Ricardo Borges/Folhapress
Peça do Museu Nacional passa por restauração Imagem: Ricardo Borges/Folhapress

Sandra Carnota Mallón

No Rio de Janeiro

12/02/2019 16h27

Mais de cinco meses depois do incêndio de grandes proporções que devorou o Museu Nacional, no Rio de Janeiro, os profissionais envolvidos no resgate das obras estão confiantes que será possível recuperar parte das coleções da instituição.

Com 200 anos de história, o museu mais antigo do Brasil - que abrigava 20 milhões de peças que datam de diferentes períodos - foi tomado pelas chamas no dia 2 de setembro do ano passado, acabando com registros da história do Brasil e um dos maiores acervos da América Latina.

Passados cinco meses, as portas do Museu foram abertas nesta terça-feira para que a imprensa pudesse ver de perto as obras de recuperação.

As fatalidades causadas pelo incêndio são incontáveis. No edifício há muitos escombros, vigas retorcidas pelas chamas, paredes derrubadas e diversas peças que estão sendo recuperadas e restauradas aos poucos.

O visual não anima, mas os funcionários do museu destacam que "já não predomina o clima de tristeza, e sim de alegria", já que "é possível recuperar mais peças do que se imaginava".

Luciana Carvalho é paleontóloga do museu e trabalha ativamente nos trabalhos de recuperação. Ela estava trabalhando na instituição no dia do incêndio e inclusive chegou a entrar em um dos edifícios para tentar salvar algumas peças.

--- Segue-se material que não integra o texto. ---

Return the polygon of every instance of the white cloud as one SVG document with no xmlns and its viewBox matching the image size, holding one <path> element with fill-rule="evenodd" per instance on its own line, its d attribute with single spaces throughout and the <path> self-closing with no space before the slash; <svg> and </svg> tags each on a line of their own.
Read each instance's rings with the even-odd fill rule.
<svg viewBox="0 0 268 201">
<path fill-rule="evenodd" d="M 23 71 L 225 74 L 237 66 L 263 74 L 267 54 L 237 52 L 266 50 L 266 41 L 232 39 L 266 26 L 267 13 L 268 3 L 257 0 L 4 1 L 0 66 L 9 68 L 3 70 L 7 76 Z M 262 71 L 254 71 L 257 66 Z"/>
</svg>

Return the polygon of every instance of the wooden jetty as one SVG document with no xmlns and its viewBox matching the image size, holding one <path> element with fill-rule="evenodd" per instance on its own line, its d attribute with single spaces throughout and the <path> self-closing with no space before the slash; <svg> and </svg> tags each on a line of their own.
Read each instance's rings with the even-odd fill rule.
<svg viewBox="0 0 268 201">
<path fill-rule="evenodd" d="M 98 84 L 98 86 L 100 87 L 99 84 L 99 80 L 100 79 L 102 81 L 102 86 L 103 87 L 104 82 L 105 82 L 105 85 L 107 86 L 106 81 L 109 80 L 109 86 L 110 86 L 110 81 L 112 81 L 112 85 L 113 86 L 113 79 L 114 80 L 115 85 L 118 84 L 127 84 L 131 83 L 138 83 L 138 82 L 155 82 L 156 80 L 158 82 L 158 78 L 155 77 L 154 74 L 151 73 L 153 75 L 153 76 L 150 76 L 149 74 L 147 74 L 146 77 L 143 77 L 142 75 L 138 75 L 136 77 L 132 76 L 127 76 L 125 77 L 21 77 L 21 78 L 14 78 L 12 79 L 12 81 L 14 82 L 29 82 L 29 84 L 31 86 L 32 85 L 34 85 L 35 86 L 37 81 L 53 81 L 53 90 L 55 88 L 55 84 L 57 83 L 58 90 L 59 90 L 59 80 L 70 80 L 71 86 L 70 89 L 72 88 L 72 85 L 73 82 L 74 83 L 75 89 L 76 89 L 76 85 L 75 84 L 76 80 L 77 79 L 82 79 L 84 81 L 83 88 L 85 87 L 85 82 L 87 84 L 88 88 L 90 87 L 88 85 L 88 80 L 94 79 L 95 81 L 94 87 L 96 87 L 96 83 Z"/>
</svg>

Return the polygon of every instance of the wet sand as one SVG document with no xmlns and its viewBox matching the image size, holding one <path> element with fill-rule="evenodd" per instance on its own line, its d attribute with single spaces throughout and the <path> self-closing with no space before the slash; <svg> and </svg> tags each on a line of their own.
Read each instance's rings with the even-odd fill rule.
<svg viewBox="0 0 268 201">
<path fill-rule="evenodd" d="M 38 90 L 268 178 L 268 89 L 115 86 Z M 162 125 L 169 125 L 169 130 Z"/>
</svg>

Embora as primeiras expectativas fossem muito ruins, ela explicou que "o clima atual é de alegria".

"Todos os dias as pessoas encontram algo novo e boa parte das coleções serão resgatadas", comentou à Agência Efe.

Mesmo assim, a paleontóloga ressaltou que se trata de um processo muito lento, já que o material está muito danificado e sensível. Há peças que ainda não puderam ser retiradas do museu para a restauração devido ao seu estado atual, por isso precisam ser tratadas onde estão.

Após o incêndio, o processo de recuperação é gradual devido à complexidade. É necessário estabilizar o edifício, retirar os escombros e evitar que a chuva provoque novos estragos.

Uma das arquitetas da obra, Janaína Genaro, também destacou que "o trabalho é muito detalhado e cuidadoso, desde a estabilização à retirada de escombros, entre os que há peças de enorme valor".

Cerca de 80 pessoas participam das operações de restauração, entre elas os funcionários do museu, que colaboram nos trabalhos de recuperação de maneira direta ou indireta.

O paleontólogo Sérgio Alex de Azevedo, que trabalhava em um dos laboratórios do museu antes do incêndio, explicou que após a tragédia os funcionários trocaram de função e passaram a fazer parte da equipe de restauração.

Azevedo afirmou que "a perda é incalculável", não só para o Brasil, mas para o mundo, e disse acreditar que as pessoas estão aprendendo as caraterísticas deste tipo de incidente.

"Quando as pessoas não sabem nada sobre incêndios, pensam que tudo queima junto e que o processo de recuperação é igual para todas as peças, mas não. Cada uma tem caraterísticas únicas, é um trabalho difícil", afirmou.